NADJA, LA STELLA DEL POP A PROCESSO: «SÌ, NASCOSI L’HIV AI MIEI COMPAGNI»

E chissà quante tristi battute si sprecheranno, ora, su quel marchio che l’ha resa famosa. No Angels, «non siamo angeli»: si erano presentate così al pubblico tedesco, esattamente 10 anni fa, 5 (ma poi sarebbero diventate 4) ragazze giovanissime e sfrontate: Vanessa, Ludmilla, Sandy, Jessica e Nadja.

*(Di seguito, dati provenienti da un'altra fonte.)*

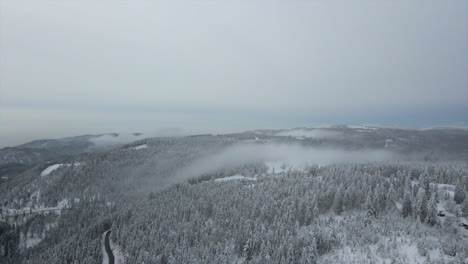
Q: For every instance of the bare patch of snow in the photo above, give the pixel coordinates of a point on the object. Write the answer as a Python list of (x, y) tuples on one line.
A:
[(141, 147), (49, 169), (235, 177), (309, 133)]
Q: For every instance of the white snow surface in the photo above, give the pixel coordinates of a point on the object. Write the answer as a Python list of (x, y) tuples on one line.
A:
[(51, 168), (141, 146), (235, 177), (116, 250), (360, 127), (309, 133)]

Nei primi tre anni di vita, le «Spice Girls» della terra di Goethe e Wagner avrebbero venduto circa 5 milioni di album.

Ieri, Nadja Benaissa, l’ultimo «angelo», ha fatto il suo ingresso nell’aula del tribunale di Darmstadt — la più grande disponibile, per assorbire l’onda d’urto di fan, giornalisti e curiosi — in jeans e camicetta viola, i ricci scuri raccolti in una coda, le spalle piegate sotto il peso di un marchio molto diverso: in tempi fortunatamente dimenticati (ma sarà davvero così?), l’avrebbero chiamata «l’untrice».

Nadja, 28 anni, è sieropositiva. Sa di esserlo dal 1999, quando di anni ne aveva solo 17: resta incinta, si sottopone ai test di routine, ed ecco la doccia fredda. «Ero completamente sconvolta». La famiglia sa, la aiuta. Lei, dice oggi, reagisce nel modo peggiore: la rimozione. Con se stessa, con gli altri. O almeno, con tre uomini, con cui per 5 volte fa sesso non protetto. Uno di loro viene contagiato.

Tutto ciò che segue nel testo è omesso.